Pour pouvoir exposer, les fabricants devaient avoir soit leur siège, soit leur usine, soit une agence à Saint-Étienne ou dans le département de la Loire. Ainsi, l’abondance des panneaux publicitaires et des différents noms de constructeurs illustre la richesse de la région dans ce secteur. La photographie ci-dessous montre en détail le stand de La Manufacture d’Armes et de Cycles : son emplacement et sa taille traduisent l’importance de la société dans le bassin stéphanois.

 

 


Stand de Manufrance

Le succès de cette manifestation est considérable, elle entraîne de nombreuses retombées économiques et une visibilité nationale, voire internationale, elle est donc logiquement reconduite l’année suivante. Cette réussite s’explique par le potentiel de la région mais également par l’organisation logistique et matérielle : la mise en place de cars reliant la gare de Châteaucreux au Vélodrome, l’organisation de concerts, de visites d’ateliers et d’usines dans la ville, de bureaux, de logements, de cabines téléphoniques, de bureau d’interprète… ont contribué à donner un rayonnement national à la Semaine du Cycles. Ainsi et malgré une forte concurrence de la Capitale comme en témoigne une circulaire Mimosa datant d’octobre 1927, la Semaine du Cycle prendra place dans le Vélodrome de Saint-Étienne durant cinq années consécutives.

 

En 1930, alors que le Salon est reconnu par Paris, la crise économique va durement toucher l’industrie du cycle en Europe, notamment en Grande-Bretagne. L’année suivante dans ce contexte délicat, Saint-Étienne va organiser sa dernière Semaine du Cycle, marquant le début des années difficiles pour l’une des activités majeures du bassin stéphanois au même titre que l’arme ou la mine.


Dossiers de correspondance

Avancement du tri

Suite au traitement du Service des Achats et grâce à la collecte d'informations auprès d’anciens employés de Manufrance, l'équipe traitant le fonds a décidé de se consacrer aux documents issus du secteur de la Production, soit approximativement deux cent cartons.
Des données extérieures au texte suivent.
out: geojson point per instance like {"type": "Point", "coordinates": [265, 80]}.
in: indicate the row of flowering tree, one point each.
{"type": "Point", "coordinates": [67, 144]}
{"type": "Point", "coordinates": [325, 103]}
Le choix de la Production s'explique notamment par ses similitudes avec le service Achats. Les entreprises de ce secteur, contrairement au service Achats, ne fournissaient pas des produits finis mais des outils, des matériaux voire parfois des pièces permettant à la Manufacture de concevoir et de sortir de ses ateliers ses propres produits; on parle ainsi des produits manufacturés. Ce sont ces armes, ces cycles et ces machines à coudre qui ont fait la réputation de l'entreprise ligérienne en métropole mais aussi à l'étranger, le rôle joué par les fournisseurs fait donc partie intégrante de l’histoire de Manufrance. La photographie ci-contre illustre le nombre considérable des fournisseurs dans la partie production de l’entreprise. À cela s’ajoutent d’autres documents comme la correspondance, les instructions de la Direction industrielle ou les plans de production qui ont permis de comprendre la hiérarchisation et l'organisation des différents services dans ce secteur.